Sometime what we need sexually comes from a place that is hard for us to look at – hard for us to express and hard for us to want to bring into this new connection. For me, personally, I have recently embarked on a path of sexual healing. Oftentimes when we set off on these paths, we don’t know what it is going to look like. About a year ago I realized I had a lot of inner work to do around sexual shame, trusting my sexual partners to not harm me, and learning to respect the deepest needs of my sexual nature. I said to a friend that I needed to do a lot of healing of my sexuality before I entered another relationship. She replied that perhaps I needed to do that work with a partner, and healing would take place within that unity connection. I could see that this could be done only so much on my own, and the then it would take a partner to do some of the healing as well, because we don’t give ourselves the same triggers as another person does. I could think all was well with my levels of sexual trust because I’d learned to trust myself sexually, but to heal this aspect completely (if possible) doing the partner work would be pertinent.

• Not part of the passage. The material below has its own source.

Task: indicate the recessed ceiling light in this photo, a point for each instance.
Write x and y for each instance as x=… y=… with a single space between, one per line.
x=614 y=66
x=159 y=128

So, like I said, if relationship destruction is your operandi, keep your sexual needs deeply locked away. What I learned from doing this is that it is extremely important to discuss what it is you need sexually with your partner, and to also give them the space they may need to open their hearts to you in this way. The last thing we want is to be judged on our sexual needs and preferences and so we must offer this space of non-judgement and acceptance for whatever arises for each partner. The beauty of discussing this is that it gives both parties the opportunity to assess whether they are capable of meeting the needs of their partner before things potentially get emotionally messy in the bedroom (or kitchen or bathroom, whatever your preference). For me, I believe that if enough trust is established in a partnership, most, if not all sexual needs of both parties can be fully expressed and honoured. We have to be willing to try new things while also making sure we keep our own levels of self respect high. Mutual satisfaction is completely attainable with the right amount of loving connective trust.
If you’ve managed to use all the above mentioned tools of destruction and the relationship still hasn’t fallen apart completely, there are still a few other things that can be done.
One of the best ways to put a wedge between yourself and your partner is by focusing on all the areas of your lives the two of you might not see eye to eye or the future experiences that each of you want to have and how they might not be the same visions (ie. trips to different countries, the kind of long term living arrangements you envision for yourself, spiritual practices etc.). What I learned from this kind of approach is that by focusing on our differences, we lose touch of the very things that attracted us together in the first place. So rather than focusing on the differences, we must instead focus on the commonalties and the experiences we both desire. We don’t need to have the exact same life path to be in a long term loving committed relationship. Individualization is important and if the desire to grow alongside one another is strong enough, coming up with ways to bridge the gaps can be an adventure in unified living. When there is diversity within all areas of our lives, the capacity for fertility is that much greater. Many great ideas and adventures can be born out of opposing visions and views.